Thursday, September 5, 2019

Repairing Your Own Machine Components

Many industrial concerns have workshops of their own. For the
repair of worn shafts, the lathe machine is excellent. Keyway
slots can be machined by using a milling machine, while a
shaping machine can do machining of large flat areas. A
drilling machine does drilling of holes.

A skilled Maintenance Engineer should know how to use all these
machines in order to make his own repairs in a safe manner. Very
often he has to supervise machinists. The information below
should be useful for that purpose.

Lathe Machine

The lathe machine uses a single-point-cutting tool for a variety
of turning, facing, and drilling jobs.
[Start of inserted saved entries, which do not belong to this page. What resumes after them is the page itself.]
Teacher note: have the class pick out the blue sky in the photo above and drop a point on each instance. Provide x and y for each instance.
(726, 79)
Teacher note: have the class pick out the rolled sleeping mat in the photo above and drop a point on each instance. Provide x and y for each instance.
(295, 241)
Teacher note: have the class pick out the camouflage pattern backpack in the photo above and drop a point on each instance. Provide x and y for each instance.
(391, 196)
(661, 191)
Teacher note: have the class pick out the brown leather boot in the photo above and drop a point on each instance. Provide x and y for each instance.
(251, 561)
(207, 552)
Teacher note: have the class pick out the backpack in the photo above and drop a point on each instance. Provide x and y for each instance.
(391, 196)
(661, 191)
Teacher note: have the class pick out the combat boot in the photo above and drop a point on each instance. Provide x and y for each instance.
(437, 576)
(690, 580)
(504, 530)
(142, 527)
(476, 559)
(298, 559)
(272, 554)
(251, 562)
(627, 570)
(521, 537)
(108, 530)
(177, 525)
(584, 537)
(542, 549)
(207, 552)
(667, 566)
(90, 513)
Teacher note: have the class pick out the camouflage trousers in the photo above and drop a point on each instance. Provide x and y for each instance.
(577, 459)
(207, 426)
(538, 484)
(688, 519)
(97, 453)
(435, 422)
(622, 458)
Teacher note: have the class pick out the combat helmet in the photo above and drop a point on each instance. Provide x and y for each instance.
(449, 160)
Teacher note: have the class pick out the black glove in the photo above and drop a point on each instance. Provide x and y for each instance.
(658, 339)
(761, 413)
Excess metal is removed
by rotating the work piece over the fixed cutting tool to form
straight or tapered cylindrical shapes, grooves, shoulders and
screw threads. It can also be used for facing flat surfaces on
the ends of cylindrical parts.

The work piece is clamped onto a horizontal rotating shaft by a
3-jaw or 4-jaw chuck. The latter chuck can be used to cut
off-centered cylinders. The rotating horizontal spindle to which
the chuck is attached is usually driven at speeds that can be
varied.

The cutting tool is fixed onto a tool rest and manipulated by
hand. It can also be power driven on straight paths parallel or
perpendicular to the work axis. This is useful for screw cutting.
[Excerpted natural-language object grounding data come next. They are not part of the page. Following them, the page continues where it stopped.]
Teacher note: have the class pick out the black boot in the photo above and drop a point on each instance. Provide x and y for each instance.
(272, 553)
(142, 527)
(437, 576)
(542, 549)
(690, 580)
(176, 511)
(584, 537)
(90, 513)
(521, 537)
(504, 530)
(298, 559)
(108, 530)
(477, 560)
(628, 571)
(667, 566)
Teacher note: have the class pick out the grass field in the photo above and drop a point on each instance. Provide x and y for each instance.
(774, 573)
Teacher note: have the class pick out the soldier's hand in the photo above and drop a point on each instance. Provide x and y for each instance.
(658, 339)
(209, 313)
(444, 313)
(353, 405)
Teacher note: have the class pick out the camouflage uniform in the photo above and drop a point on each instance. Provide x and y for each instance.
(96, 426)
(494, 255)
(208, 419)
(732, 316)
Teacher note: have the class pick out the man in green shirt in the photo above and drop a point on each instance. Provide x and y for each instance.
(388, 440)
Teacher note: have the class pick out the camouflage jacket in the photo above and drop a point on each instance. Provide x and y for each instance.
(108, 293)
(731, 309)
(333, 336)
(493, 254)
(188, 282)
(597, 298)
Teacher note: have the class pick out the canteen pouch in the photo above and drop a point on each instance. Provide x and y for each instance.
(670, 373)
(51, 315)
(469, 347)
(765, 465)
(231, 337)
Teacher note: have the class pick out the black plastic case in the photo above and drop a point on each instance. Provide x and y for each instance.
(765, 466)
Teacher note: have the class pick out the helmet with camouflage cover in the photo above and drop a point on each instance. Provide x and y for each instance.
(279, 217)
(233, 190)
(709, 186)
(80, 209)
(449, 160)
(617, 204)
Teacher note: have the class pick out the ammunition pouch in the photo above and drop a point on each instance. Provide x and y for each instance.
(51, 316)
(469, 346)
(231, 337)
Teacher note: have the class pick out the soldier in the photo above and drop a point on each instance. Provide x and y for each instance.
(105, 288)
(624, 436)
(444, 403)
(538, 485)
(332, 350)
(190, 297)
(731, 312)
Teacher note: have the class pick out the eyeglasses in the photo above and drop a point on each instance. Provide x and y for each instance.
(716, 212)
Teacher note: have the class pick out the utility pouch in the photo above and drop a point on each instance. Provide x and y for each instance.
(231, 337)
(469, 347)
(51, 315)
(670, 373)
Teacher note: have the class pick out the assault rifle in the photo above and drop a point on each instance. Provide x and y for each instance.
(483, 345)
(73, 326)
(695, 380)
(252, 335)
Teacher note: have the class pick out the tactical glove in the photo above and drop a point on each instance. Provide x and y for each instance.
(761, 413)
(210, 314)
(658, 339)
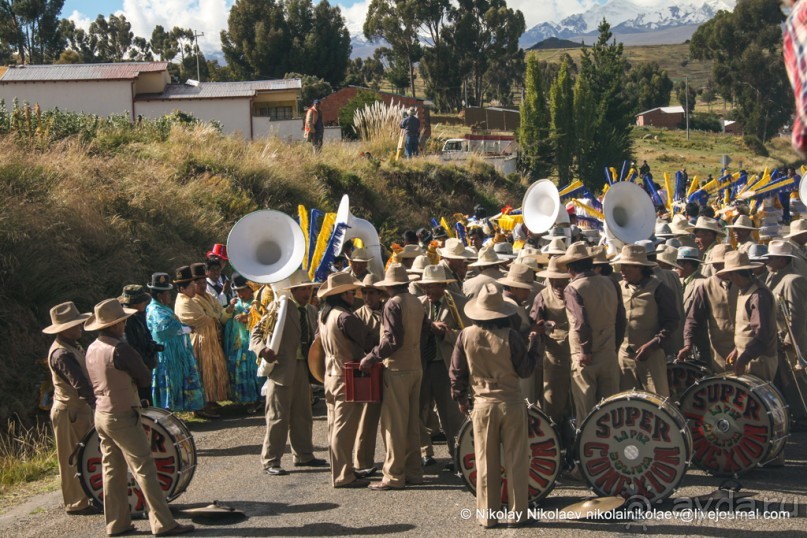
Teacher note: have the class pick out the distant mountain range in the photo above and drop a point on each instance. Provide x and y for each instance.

Internal turning known as boring results in the enlargement of
an already existing hole. The holes are more accurate in
roundness, concentricity, and parallelism than drilled holes. A
hole is bored with a single-point-cutting tool that feeds along
the inside of the work piece.

Shaping Machine

The shaping machine is used to machine flat surfaces, grooves,
shoulders, T-slots, and angular surfaces with single-point tools.
The cutting tool on the shaper oscillates, cutting on the forward
stroke, with the work piece feeding automatically toward the tool
during each return stroke.

Drilling Machine

The drilling machine is used to cut holes in metal with a twist
drill. By changing the cutting tool, they can be used to do
reaming, boring, counter boring, countersinking, and threading.

Milling Machine

The milling machine uses a rotating cutting tool to cut flat
surfaces, grooves, and shoulders, inclined surfaces, dovetails,
and T-slots. Cutters of many shapes are changed to cut different
grooves.

Cutting Tools

Metal-cutting tools are classified as single point or multiple
point. The lathe and shaping machine use single point cutting tool
while the milling and drilling machines use multiple-point-cutting
tools.

Metal is cut either by moving the work piece like in the lathe or
by moving the tool like in the shaping machine, drilling or
milling machine. Clearance angles must be provided to prevent the
tool surface below the cutting edge from rubbing against the work
piece. Rake angles are often provided on cutting tools to cause a
wedging action in the formation of chips and to reduce friction and
heat.

Tool Materials

In order to remove chips from a work piece, a cutting tool must be
harder than the work piece and must maintain a cutting edge at the
temperature produced by the friction of the cutting action.

Carbon Steel

Carbon steel tools even though comparatively inexpensive tend to
lose cutting ability at temperatures around 400 degree F (205
degree C).

High-Speed Steel

High-speed steel, containing 18 percent tungsten, 4 percent chromium,
1 percent vanadium, and only 0.5 to 0.8 percent carbon, permits the
operation of tools twice or three times the speeds allowable with
carbon steel

Cast Alloys

Cast-alloy cutting-tool materials containing cobalt, chromium, and
tungsten are effective in cutting cast iron and retaining their
cutting ability even when red hot.

Cemented Tungsten Carbide

The hardness of Tungsten Carbide approaches that of a diamond.
Tungsten carbide tools can be operated at cutting speeds many times
higher than those used with high-speed steel.

Oxides

Ceramic, or oxide, tool tips consist primarily of fine aluminum oxide
grains, which are bonded together. These are very hard.

Cutting fluids

An overheated tool can become blunt and soft very fast. Therefore
very often, cooling fluids cools the cutting points of the tool. This
serves to lubricate and cool.

Water is an excellent cooling medium, but it corrodes ferrous
materials. Sulfurized mineral oil is one of the most popular coolants
as it can both cool as well as lubricate. The sulfur prevents chips
from the work from melting on to the tip of the tool.